Experiment results. The experimental results in Table 2 validate that our proposed WorseNet is also effective in dealing with ALPL in five real-world datasets. Specifically, our WP is capable of delivering promising performance gains to the predictor with any baseline method. Furthermore, the three improved metrics (WS-MMU, WS-MCU, and WS-EU) in the selector also show competitive performance compared to the baselines.

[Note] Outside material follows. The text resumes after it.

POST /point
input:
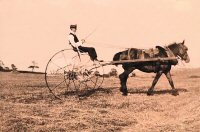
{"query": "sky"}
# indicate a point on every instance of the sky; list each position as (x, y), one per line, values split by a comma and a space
(33, 30)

5.3 Ablation studies on WorseNet

Anti-overfitting of WorseNet. To better understand WorseNet, we show the validation error of WorseNet and the baseline in a training round with randomly selected 100 samples. As shown in Fig. 4, we add the WorseNet when the model starts to meet the overfitting. Clearly, the proposed WorseNet could effectively address the overfitting, leading to a further decrease in validation error. Additionally, we also compare WorseNet with different data augmentations (please refer to Online Appendix), and the results validate the superiority of WorseNet in improving the predictor. In conclusion, our WorseNet is a promising method to address overfitting.

Fig. 4
figure 4

The average validation error of one training time on four benchmark datasets. Note that here the settings are the same to Table 1

Fig. 5
figure 5

The average test accuracy over the different number of query samples on four benchmark datasets during the training time. Note that here the settings are the same with Table 1

Number of selected samples. As shown in Fig. 5, with the increase of queried samples (100 samples in each round), all methods achieve steady performance enhancement throughout the whole training time. Clearly, it is noticed that all baseline methods (dashed lines) are comparably strengthened by our proposed WP (solid lines) in each query round. Besides, the three new proposed selectors could also achieve competitive performance. More relevant results can be found in the Online Appendix file.

6 Conclusion

We have proposed and investigated a new and practical setting, active learning with partial labels (ALPL), where the oracle is requested to provide partial labels for the selected samples during the query process. To address ALPL, we first adopt RC loss on different prevailing AL frameworks to establish a strong and effective baseline. Motivated by the salutary effects of counter examples (CEs) in human reasoning, we turn to such a human-based adversarial learning process to relieve the overfitting and improve the partially-labeled sample selection process in ALPL. In this regard, we designed CEs by reversing the original partially-labeled examples. Furthermore, we introduced WorseNet that directly learns such complementary knowledge by using the proposed Worse loss. By capitalizing on the probability gap between the predictor and WorseNet, our proposed WorseNet not only explicitly enhances the evaluation performance of the predictor but also improves the selector’s ability to query partially-labeled samples more precisely. Comprehensive experimental results on various datasets demonstrate that our WorseNet yields state-of-the-art performance in ALPL, and validates the superiority of such an adversarial learning pattern. Additionally, PLL could also be well addressed by this method, which warrants further investigation in the future.